Say we wish to add an auxiliary tag stating the average quality value, we’d only need to decode the quality from the CRAM file. We know what to do—decode the quality block, add a new tag, update various CRAM meta-data blocks, and do read/write loops on all the other blocks. (Of course this also doesn’t work too well if we want to strip out entire reads, but we could simply mark them as unmapped and leave in-situ.)
Htslib doesn’t currently have a good API for block level manipulations, but this is an implementation detail and not an issue with the file format itself.
Finally, note that it is also possible to extract regions of CRAMs with zero transcoding using cram_filter (again using the -n option I mentioned before, although it could really do with a saner interface that permits e.g. X:10000000-20000000).
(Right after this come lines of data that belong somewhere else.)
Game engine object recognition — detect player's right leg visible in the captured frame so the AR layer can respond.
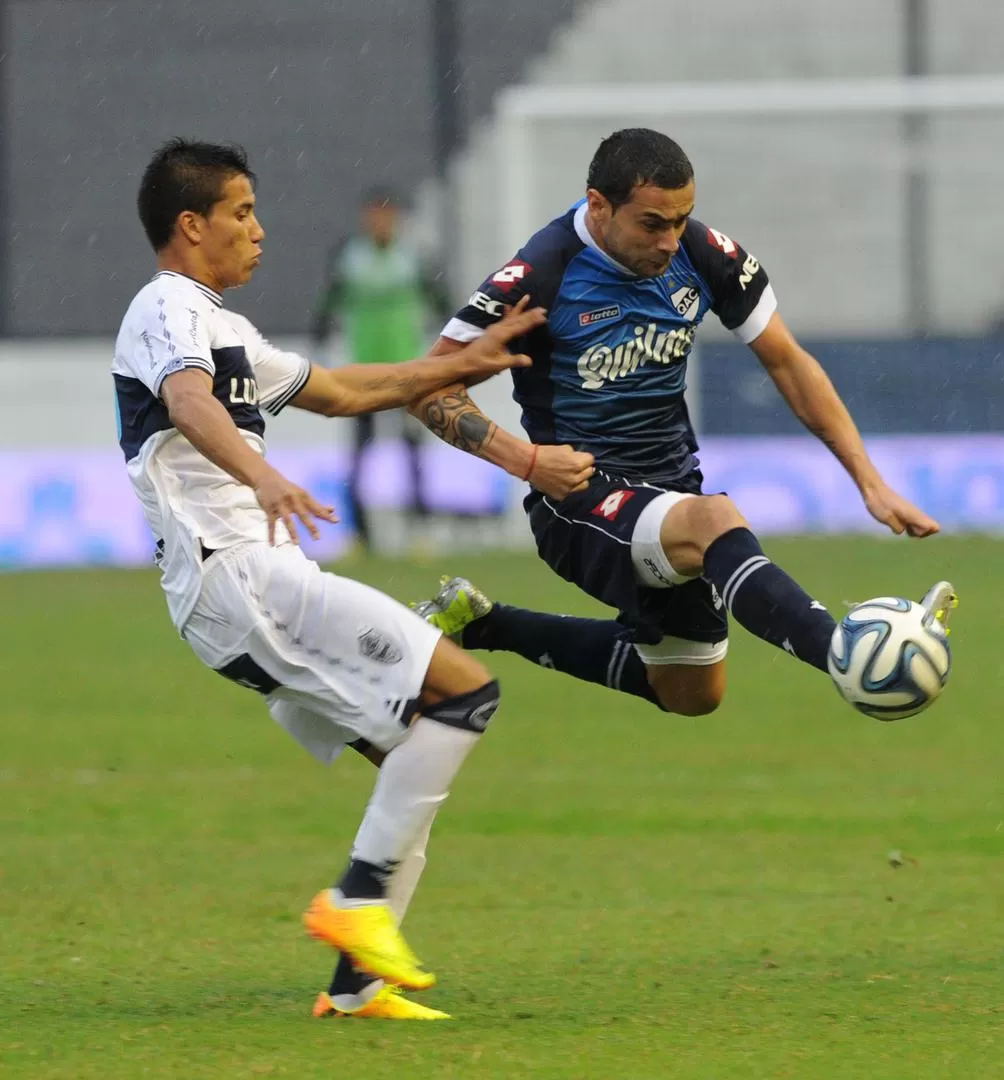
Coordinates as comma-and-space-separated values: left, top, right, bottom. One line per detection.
408, 475, 728, 716
415, 578, 727, 716
304, 630, 499, 989
652, 495, 958, 672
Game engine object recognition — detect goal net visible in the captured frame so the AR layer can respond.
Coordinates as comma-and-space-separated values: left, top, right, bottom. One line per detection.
484, 78, 1004, 337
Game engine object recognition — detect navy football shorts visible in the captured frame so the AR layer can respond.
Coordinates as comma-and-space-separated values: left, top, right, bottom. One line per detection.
524, 470, 729, 645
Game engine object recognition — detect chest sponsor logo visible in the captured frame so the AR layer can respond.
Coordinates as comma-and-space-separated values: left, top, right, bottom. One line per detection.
359, 626, 405, 664
491, 259, 533, 293
589, 490, 635, 522
669, 285, 701, 322
579, 303, 621, 326
578, 323, 697, 390
708, 229, 738, 259
467, 292, 505, 319
740, 255, 760, 293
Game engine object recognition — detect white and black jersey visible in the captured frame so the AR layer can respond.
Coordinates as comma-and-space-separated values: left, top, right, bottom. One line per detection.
112, 270, 310, 630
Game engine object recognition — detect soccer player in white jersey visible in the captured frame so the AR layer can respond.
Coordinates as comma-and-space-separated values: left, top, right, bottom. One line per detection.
113, 139, 570, 1018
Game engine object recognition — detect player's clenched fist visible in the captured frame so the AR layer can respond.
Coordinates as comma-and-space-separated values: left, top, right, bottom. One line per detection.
527, 446, 596, 500
255, 465, 338, 544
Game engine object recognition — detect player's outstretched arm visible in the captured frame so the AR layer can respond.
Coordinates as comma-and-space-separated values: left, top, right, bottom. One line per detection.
291, 298, 547, 416
749, 311, 939, 537
161, 367, 338, 543
409, 339, 596, 500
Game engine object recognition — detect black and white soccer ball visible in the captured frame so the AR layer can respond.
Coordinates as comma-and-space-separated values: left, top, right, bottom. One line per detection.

This, along with BAM equivalents, are the backbone of the efficient GA4GH htsget protocol for streaming NGS data.
This is a peculiar one, but I’ve seen it written that CRAM suffers as it leaves no room for efficient implementations, due to dictating the encoding process instead of the decoding process.
That is simply not true.
The CRAM format specifies the file layout and the decoding method, but the encoder has complete freedom on how to break the data up.
Technically Speaking
Encoders can decide which data types to put in which blocks and with which codec. Furthermore, CRAM permits storing multiple data series in the same block if there is strong correlation between values and a mixture would lead to better compression ratios. In the early days we gradually learned how to better encode CRAM 2.0 files which led to Scramble producing files smaller than Cramtools of the same era. (Cramtools implemented the same ideas, so it’s now comparable again.)
Is it perfect? By no means! But that is what open standards development is all about—come to the file formats task team meetings and help us ensure the next version of CRAM suits your needs.